Furthermore, businesses that are unable to pay off debtors within a month have increasingly struggled to meet their commitments in ensuing months as well.
This is prevalent amongst small and medium sized enterprises where the outstanding debtors’ days shot up to 63.65 in Q2, from 57.96 in Q1.
The gap between the 63.65 average outstanding debtors’ days of SMEs and the 53.49 days average outstanding on debts of larger companies represents a marked expansion in the differential inability to meet debt commitments of small as opposed to large companies.
“To some extent this is not an overly surprising result when looking at the rising job losses in the economy in the first half of 2016. These lay-offs are likely from small businesses where many proportionately tend to employ more workers than big business,” says Beetar.
Slight improvements in agriculture and mining sectors
No single sector recorded a positive BDI in the second quarter, with most sectors experiencing deteriorating debt conditions, except for agriculture and mining.
The mining sector received some reprieve in the form of a partial rebound in commodity prices with signs of Chinese economic activity stabilising.
Meanwhile, meteorologists believe that worst of the debilitating drought is over, but there is still the impression that the impact of the drought in depressing domestic economic activity has been underestimated.

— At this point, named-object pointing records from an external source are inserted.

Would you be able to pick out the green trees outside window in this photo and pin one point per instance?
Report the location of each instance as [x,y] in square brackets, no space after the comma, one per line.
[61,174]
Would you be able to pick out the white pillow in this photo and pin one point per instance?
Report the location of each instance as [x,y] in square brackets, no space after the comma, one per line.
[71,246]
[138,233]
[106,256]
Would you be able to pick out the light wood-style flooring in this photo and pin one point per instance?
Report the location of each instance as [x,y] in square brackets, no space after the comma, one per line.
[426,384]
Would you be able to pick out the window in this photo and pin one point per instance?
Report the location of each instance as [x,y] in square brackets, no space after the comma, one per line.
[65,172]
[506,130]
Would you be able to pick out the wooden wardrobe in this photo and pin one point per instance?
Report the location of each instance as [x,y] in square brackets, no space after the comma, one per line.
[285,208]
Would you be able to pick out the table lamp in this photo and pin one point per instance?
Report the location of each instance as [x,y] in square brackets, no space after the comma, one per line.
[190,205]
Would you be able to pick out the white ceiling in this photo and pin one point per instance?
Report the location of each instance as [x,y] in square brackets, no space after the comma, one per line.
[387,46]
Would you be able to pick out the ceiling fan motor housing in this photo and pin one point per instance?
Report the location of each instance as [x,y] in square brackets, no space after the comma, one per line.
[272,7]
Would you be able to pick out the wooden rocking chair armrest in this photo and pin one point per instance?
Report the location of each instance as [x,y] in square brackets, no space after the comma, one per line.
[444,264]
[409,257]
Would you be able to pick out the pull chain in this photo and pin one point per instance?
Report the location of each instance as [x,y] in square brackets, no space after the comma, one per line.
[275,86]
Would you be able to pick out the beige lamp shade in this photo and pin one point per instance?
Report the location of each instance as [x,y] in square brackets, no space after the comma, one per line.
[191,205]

Despite the latest report findings there are reasons to be optimistic:
- Inflationary pressures have turned out to be less pronounced in the wake of the sharp depreciation of the Rand in the past two years. As a result, earlier expectations of sudden increases in interest rates domestically are not materialising.
- Renewed falls in fuel prices should benefit South Africans from an affordability perspective.
“There are indications that the bottom of the cycle may have been passed and that economic growth in the medium term could improve. This may contribute to the BDI returning to positive levels in the next quarter even though the economy still faces substantial growth challenges,” ends Beetar.